Companies also generate a lot of data in different formats, applications and systems. What do employees do when they need data to complete a project? They go to a trusted source.
“I hear people all the time say they want to get things off of spreadsheets,” said Moss. “But if someone is an Excel expert, they might be trusted more than the system the company just spent 10 million dollars putting in.”
For employees, the temptation is to pull data off the fancy dashboards and give it to their trusted Excel expert. They don’t trust what’s coming over the system, but they trust the expert.
“When I talk to people, they’ll see numbers showing up on the dashboard, but they have no idea how those numbers were determined, what algorithms were used or where the data was sourced. People aren’t comfortable making decisions based on numbers that they don’t know the origin of,” Moss said.
Moss equates it to being desperately thirsty for a glass of water. Going to the convenience store and buying a bottle of water is one thing; finding a random bottle of water on the sidewalk is something else. Most people are comfortable drinking bottled water when they trust the source. But most people would refuse the water on the sidewalk because they don’t understand the source.
Employees need to believe the data is credible, from its source all the way through the pipeline.
Dynamic Leadership
In gaming, there is less hierarchy. Instead, effective teams rely on dynamic leadership.
As Moss explained, “At this point, we trust each other. We know who’s good at what. Leadership is based on the situation we encounter. If we encounter a situation where we need a map reader, then you’re the leader. I’m the leader if we need to build a structure or a stairway.”
Leadership becomes dynamic, not fixed. And that is the culmination of high-performing teams.
In the company workplace, leadership is not only fixed but also typically hierarchical. The leader remains the same, even when others may be experts in what the team needs.
Team Building Through Gaming Work for (Almost) Everyone
Gaming is popular across the age spectrum and women are increasingly making up the percentage of users as this 2023 Statistica chart shows. Because so many people are attracted to gaming, team-building benefits increase.
“If you look at this across the age spectrum, we’ve found online gaming can be a way to accelerate trust,” said Moss. “When executives and teams go through this process together, they rapidly build trust and begin to understand the value of dynamic leadership. Different people have different skills and every person, every skill, is a valuable asset to achieving the goal.”
In the working world, the idea of dynamic leadership is a bit more challenging. “Yes, that’s what we’re up against,” Moss said.
These gaming sessions also have positive implications for cross-cultural and remote teams where people have never met face to face.

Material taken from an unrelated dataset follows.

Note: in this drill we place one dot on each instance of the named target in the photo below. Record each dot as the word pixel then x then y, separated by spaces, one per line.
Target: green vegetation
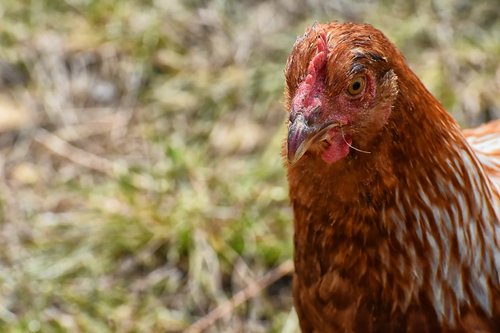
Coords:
pixel 141 178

The biggest surprise in this work, according to Moss, is that participants never thought about the connection between high-performing online gaming and company teams. Both gamers and non-gamers had never drawn the connection between gaming success and the working world.

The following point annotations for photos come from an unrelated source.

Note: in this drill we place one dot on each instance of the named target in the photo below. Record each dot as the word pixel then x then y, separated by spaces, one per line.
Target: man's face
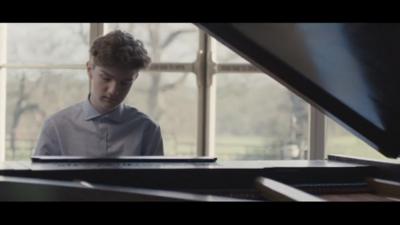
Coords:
pixel 109 86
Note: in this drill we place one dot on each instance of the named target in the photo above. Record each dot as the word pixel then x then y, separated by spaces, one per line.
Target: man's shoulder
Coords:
pixel 135 114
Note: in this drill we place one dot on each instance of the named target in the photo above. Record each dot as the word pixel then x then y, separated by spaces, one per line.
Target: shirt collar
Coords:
pixel 91 113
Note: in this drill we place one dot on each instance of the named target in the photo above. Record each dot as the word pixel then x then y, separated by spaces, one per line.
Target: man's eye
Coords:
pixel 126 83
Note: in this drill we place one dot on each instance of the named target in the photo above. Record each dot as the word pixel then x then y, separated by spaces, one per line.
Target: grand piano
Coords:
pixel 348 71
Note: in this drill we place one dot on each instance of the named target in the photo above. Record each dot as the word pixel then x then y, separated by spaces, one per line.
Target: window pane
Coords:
pixel 340 141
pixel 166 42
pixel 257 119
pixel 57 43
pixel 32 96
pixel 170 99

“The convergence of several factors requires leaders to adopt a new mindset and approach to creating high-performing teams–new technology and data sources, remote and hybrid workplaces, cross-generational dynamics with new generations entering the workforce and younger leaders managing older subject matter experts,” explained Moss. “New collaborations blending internal departments and people from external companies are needed in response to evolving customer expectations, regulations and geo-political realities.”
The four lessons from multiplayer gaming have a direct and consequential application to creating high-performing cross-generational teams to achieve specific business goals. But it requires leaders to become more flexible in their approach to workplace performance.